We are coming to the end of the questions on self-editing which you all asked, and which Renni Browne has so graciously answered. Renni is of course the co-author of the famous book “Self-Editing for Fiction Writers” and is an extremely well-known freelance editor.
Here is the last question I have on my list:
Pam Halter wrote:
I’ve read a lot about cutting when editing. How do you know when you should add?
Renni answered: Lord, I think this is a gut feeling. Listen to your instincts when you read over a scene or chapter, an exchange of dialogue, whatever. Does it feel to you that something’s missing/lacking? But let’s go a little deeper. That may be exactly the way you want the reader to feel after reading the scene, which gets us to the question many writers fail to ask themselves: How do I want this scene to affect the reader? Many writers put all this great energy into working on a scene and no energy whatsoever into how the scene is going to work on the reader. If you want the reader to be, say, convinced that a wife is a lot smarter than her husband, reading over the scene in which we meet the couple with that in mind will let you know if you need to add anything to help the reader make such a deduction.

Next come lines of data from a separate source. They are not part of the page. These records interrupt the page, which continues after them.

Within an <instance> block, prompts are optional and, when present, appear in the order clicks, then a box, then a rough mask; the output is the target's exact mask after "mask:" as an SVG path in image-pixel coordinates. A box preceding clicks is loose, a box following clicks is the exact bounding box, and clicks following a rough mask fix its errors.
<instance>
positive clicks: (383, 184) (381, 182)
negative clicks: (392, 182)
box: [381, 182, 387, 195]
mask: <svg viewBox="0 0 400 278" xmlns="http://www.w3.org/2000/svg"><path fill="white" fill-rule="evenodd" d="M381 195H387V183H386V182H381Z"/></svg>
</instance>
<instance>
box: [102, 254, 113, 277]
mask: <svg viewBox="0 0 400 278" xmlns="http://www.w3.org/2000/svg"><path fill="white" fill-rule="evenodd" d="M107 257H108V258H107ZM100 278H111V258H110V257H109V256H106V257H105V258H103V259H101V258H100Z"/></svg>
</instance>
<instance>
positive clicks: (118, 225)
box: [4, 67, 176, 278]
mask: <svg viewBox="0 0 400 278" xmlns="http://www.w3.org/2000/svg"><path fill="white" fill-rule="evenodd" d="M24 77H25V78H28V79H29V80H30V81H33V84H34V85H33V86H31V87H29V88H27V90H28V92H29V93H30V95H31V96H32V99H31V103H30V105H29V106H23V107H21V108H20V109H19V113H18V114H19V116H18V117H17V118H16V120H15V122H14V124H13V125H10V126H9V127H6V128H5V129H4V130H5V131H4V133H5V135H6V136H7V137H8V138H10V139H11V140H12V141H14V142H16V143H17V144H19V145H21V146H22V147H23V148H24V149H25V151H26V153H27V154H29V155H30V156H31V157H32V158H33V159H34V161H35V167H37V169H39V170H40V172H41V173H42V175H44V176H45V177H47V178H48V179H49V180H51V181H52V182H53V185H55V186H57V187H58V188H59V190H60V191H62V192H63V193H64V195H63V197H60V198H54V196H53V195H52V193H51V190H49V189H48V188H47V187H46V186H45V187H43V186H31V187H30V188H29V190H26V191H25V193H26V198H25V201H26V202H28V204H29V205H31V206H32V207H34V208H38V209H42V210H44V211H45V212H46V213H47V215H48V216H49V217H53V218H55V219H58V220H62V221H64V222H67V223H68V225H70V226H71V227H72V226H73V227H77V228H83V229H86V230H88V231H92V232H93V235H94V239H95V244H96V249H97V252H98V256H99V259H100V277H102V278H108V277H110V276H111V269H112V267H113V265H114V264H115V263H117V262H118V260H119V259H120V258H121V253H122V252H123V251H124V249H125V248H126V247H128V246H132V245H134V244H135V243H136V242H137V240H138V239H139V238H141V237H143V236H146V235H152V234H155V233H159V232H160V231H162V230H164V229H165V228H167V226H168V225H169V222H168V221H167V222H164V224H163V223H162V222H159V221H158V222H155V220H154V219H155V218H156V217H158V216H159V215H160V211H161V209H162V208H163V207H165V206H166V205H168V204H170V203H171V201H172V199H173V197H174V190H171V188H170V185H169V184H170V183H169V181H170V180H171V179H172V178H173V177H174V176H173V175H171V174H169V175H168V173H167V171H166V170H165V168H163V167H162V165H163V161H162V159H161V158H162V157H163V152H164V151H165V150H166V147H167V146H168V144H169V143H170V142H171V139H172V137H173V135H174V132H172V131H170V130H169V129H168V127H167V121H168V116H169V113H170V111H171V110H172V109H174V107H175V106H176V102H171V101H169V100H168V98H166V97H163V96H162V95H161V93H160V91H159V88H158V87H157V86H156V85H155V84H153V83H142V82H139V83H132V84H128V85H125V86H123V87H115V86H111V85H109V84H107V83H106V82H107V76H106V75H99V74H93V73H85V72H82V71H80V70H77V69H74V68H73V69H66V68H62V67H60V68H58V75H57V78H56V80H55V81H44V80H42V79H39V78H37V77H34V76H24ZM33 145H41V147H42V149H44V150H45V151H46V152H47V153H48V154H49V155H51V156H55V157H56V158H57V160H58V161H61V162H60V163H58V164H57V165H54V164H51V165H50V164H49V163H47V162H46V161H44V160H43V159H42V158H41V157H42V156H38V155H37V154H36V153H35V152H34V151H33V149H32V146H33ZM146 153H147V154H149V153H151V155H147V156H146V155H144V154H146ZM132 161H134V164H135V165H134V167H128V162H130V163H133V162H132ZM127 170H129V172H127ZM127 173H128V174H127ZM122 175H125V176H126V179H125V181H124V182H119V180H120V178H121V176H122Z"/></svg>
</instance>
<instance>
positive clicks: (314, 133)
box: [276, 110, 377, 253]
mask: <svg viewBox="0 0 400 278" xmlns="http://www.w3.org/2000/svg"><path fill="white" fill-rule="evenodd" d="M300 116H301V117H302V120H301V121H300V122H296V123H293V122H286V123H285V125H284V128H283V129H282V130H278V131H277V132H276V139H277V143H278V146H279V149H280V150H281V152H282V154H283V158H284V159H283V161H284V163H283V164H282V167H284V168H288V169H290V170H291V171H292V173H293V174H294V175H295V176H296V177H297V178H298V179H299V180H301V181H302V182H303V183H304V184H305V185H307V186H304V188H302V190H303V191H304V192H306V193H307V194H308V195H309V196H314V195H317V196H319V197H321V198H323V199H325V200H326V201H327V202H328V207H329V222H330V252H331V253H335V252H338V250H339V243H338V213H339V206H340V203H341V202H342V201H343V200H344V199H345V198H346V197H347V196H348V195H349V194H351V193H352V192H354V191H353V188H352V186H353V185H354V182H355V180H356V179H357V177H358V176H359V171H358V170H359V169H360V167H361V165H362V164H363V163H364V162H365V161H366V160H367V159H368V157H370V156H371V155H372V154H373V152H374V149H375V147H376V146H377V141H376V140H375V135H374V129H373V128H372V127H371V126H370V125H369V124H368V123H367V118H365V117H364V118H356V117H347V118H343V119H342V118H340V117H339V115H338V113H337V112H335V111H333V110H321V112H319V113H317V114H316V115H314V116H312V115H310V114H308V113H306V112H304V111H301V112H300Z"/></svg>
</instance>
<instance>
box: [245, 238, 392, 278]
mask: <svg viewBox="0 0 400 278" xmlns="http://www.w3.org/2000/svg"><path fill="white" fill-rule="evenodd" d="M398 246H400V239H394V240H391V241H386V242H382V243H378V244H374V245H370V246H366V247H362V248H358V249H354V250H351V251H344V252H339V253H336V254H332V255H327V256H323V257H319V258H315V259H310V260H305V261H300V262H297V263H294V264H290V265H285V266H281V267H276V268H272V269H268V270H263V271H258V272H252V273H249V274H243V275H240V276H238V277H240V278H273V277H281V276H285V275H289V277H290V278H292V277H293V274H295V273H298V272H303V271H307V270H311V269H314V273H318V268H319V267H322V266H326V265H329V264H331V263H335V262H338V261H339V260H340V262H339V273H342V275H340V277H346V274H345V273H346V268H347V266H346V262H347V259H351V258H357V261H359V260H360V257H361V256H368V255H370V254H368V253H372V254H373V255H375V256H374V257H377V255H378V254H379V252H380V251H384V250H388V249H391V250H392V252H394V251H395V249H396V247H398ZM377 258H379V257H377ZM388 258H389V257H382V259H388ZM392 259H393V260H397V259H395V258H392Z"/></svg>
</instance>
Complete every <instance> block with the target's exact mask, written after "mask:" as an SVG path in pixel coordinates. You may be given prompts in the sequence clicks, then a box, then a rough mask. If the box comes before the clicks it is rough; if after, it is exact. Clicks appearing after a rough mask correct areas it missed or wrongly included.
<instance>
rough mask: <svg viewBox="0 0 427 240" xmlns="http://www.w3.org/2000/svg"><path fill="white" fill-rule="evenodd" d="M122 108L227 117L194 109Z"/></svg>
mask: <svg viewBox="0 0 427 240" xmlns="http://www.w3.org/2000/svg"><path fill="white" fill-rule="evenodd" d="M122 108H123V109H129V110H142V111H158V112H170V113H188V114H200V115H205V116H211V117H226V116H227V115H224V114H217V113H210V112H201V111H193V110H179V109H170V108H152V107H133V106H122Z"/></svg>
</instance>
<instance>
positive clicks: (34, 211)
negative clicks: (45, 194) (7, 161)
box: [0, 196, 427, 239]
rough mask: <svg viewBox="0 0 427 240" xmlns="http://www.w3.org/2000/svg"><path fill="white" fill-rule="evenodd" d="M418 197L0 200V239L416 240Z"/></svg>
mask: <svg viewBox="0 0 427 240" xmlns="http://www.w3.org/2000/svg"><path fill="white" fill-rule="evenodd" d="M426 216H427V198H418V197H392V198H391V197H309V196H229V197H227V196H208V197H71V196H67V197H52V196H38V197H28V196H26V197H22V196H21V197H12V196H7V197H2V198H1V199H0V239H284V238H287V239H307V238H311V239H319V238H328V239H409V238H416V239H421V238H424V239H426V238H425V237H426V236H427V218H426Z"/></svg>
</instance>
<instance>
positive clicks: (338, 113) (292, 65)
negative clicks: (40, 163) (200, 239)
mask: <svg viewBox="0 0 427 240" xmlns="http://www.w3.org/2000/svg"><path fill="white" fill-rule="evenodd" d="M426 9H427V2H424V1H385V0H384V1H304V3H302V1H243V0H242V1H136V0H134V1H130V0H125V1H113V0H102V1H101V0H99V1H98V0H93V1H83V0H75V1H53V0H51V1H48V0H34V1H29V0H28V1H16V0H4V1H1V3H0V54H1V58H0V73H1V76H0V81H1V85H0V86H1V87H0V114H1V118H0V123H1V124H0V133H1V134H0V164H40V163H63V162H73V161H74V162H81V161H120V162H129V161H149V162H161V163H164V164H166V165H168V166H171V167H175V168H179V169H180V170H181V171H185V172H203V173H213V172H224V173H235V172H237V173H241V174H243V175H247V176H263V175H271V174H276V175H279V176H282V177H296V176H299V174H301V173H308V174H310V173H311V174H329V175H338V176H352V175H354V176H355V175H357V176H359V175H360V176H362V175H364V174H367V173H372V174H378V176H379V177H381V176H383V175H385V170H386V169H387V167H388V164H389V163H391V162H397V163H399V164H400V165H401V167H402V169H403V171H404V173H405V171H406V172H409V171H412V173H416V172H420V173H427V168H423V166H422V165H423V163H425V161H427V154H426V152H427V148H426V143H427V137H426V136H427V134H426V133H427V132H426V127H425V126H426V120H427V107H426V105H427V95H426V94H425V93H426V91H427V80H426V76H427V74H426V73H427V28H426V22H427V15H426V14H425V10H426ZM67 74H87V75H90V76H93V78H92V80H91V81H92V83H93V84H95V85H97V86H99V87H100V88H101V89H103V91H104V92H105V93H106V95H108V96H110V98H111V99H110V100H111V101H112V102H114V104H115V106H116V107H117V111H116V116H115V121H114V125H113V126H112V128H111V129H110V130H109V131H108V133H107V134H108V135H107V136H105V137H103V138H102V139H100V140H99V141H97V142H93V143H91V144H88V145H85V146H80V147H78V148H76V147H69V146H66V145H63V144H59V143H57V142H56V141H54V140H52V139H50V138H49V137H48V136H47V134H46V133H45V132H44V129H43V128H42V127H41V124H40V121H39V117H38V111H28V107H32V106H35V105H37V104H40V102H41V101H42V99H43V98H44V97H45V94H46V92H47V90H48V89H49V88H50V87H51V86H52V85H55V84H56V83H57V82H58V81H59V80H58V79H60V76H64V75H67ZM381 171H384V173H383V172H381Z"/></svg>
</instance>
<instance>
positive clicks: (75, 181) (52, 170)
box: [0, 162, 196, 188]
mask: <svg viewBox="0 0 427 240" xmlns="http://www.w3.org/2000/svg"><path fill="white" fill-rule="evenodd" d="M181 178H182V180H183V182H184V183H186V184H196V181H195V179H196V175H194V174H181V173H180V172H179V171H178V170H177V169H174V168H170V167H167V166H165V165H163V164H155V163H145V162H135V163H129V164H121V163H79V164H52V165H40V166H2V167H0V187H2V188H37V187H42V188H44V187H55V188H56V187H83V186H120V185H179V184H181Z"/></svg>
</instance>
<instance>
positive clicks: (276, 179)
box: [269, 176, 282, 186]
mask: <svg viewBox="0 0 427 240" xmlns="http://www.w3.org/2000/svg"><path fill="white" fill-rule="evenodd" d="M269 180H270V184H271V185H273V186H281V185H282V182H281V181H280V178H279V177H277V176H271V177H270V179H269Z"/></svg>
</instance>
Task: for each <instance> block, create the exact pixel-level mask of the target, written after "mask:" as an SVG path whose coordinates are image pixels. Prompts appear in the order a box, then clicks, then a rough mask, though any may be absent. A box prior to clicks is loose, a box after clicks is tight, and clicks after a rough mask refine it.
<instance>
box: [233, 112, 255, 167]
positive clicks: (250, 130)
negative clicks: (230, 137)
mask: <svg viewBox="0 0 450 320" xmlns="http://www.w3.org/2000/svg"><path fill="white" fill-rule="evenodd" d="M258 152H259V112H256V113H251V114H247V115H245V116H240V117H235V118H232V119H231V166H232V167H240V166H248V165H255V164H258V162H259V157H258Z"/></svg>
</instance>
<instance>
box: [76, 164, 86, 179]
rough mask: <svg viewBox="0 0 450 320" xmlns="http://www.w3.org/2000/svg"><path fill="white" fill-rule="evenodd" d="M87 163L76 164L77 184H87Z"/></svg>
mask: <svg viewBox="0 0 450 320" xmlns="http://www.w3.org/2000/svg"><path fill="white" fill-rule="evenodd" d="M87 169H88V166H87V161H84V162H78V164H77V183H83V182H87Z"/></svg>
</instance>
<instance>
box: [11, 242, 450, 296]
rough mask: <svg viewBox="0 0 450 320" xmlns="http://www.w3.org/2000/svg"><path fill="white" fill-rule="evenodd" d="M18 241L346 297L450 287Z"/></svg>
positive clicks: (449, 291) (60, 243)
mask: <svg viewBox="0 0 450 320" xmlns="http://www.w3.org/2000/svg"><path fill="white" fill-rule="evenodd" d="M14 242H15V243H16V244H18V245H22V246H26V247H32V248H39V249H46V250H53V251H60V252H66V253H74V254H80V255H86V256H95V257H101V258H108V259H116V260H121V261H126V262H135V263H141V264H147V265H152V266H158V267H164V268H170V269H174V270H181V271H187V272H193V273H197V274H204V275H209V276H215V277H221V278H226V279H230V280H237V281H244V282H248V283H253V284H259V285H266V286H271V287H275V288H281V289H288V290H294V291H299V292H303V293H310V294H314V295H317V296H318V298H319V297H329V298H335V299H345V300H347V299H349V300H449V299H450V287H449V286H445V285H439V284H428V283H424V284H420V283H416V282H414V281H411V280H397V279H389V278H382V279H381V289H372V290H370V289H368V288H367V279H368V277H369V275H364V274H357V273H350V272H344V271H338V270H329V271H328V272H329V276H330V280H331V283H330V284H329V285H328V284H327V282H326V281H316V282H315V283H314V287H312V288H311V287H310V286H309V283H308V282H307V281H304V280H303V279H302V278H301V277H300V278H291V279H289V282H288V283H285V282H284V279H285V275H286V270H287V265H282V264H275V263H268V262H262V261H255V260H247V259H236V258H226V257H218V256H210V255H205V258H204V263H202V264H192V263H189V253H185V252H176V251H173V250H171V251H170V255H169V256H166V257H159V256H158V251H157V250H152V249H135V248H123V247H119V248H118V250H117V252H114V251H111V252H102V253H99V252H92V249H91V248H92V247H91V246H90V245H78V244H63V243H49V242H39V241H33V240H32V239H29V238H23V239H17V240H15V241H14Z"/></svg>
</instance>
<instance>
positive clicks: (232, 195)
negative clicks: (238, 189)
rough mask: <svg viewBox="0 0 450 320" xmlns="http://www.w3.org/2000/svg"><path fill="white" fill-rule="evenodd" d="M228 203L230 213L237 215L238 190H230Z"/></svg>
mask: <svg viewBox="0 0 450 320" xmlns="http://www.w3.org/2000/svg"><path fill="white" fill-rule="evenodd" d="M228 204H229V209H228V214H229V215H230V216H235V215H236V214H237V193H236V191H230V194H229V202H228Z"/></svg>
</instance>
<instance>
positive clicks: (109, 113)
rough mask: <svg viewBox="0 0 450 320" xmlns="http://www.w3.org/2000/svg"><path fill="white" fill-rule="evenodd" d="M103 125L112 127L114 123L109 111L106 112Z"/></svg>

Randy sez: When I’m editing, I add text under the following conditions:
1) The scene does not have a Goal, a Conflict, and a Disaster (if it’s a Scene) or it does not have a Reaction, Dilemma, and Decision (if it’s a Sequel). (To see a discussion of Scenes and Sequels, see my article on Writing the Perfect Scene.)
2) Parts of the scene are unclear and can be clarified by adding text.
3) The pacing is too fast to support the action and needs more text to slow it down.
4) I can’t tell who’s talking.
5) The scene is not delivering a Powerful Emotional Experience because I am giving short shrift to the emotive aspects.
6) The scene lacks visual elements (or other sensory elements).
OK, any other questions on self-editing? We’ve been on this for a couple of weeks, so it’s about time to move on, but I’ll entertain questions from the floor for one more day.
Mary E. DeMuth says
I’m doing this right now, adding flesh to some of my scenes. The hardest thing for me right now is to make each chapter count. Does that make sense? I have a few chapters that just don’t push the story forward, but they provide necessary information for the plot to work. I am wrestling through them, trying to add page-turning conflict. It’s not easy, this fiction thing.
I am doing something similar: I had a minor case of writer’s block: basically I thought I was going through it all too fast and so I stopped for about a week. I started rereading my work and found that I could easily edit it and get back into the mood for it. You have already said that you shouldn’t edit much while you are actually writing it, but what about cutting and adding? I guess that when I start doing that, I can’t help but polish things a little, since I’m doing a sort of editing anyway.
Pam Halter says
So, adding to a scene can slow it down. And short scenes can make the reader feel an urgency. I see that.
I think when we come to the end of a manuscript, the tendency is to rush through it because we just want to be done. HA! That happened to me in my second middle grade story. It was longer than my previous attempt, and I was so excited, I ended it. My writing partner said I had to add something because she could tell I was in a hurry to finish.
Thanks, Renni and Randy. Good stuff.
Christophe Desmecht says
I’m currently giving NaNoWriMo a try. This is really going against my usual way of writing, where I don’t start on the next chapter until the last one is as good as I can get it.
I can see now that waiting to self-edit until later is a good thing for a couple of reasons, but I keep having this nagging gut feeling that if I don’t fix things right now, then I’ll end up not doing a good job later. I do leave little annotations as a reminder, but I still can’t shake that feeling. Am I being overly paranoid and/or is there a better way to handle this?
I second Christophe’s comment.
bonne friesen says
Good for you doing Nanwrimo, Christophe! I’m on targe for my word count and learning a lot while doing it.
Randy and Renni: Maybe this is too broad a question, but how many POV’s can you get away with in a YA novel?
My main character is separated from her best friend and we need to see what’s going on with her before they are reunited.
Also, does the WHOLE scene or sequel need to be one POV?
I’m reading Dwight Swain and everything and I still am having a hard time wrapping my brain around it. In an important scene, there are many obstacles between the character and the goal. For a complex obstacle, it seems like sometimes I need someone else’s POV on it…help!
Thanks for your generous assistance
ML Eqatin says
I’ve decided to add another POV for just one chapter. I came to that conclusion when I started looking at the whole from my reader’s perspective. I’m using three POVs, pretty much evenly balanced, each of which moves the story along in turn from a unique perspective that the others could not. But for this one chapter, a very revealing moment which set up the final plot crisis, the P.E.E. was much more powerful if I let the reader see inside this character’s head. And it took a lot less words than trying to show what went on through one of my 3 main characters.
YA is tough. Much harder than adult writing, at least for me. I picture my 14-year-old reader with my book in one hand, and a wii lying on the desk next to him, and I have to keep asking myself: will this scene keep him turning the page instead of picking up the electronic toy?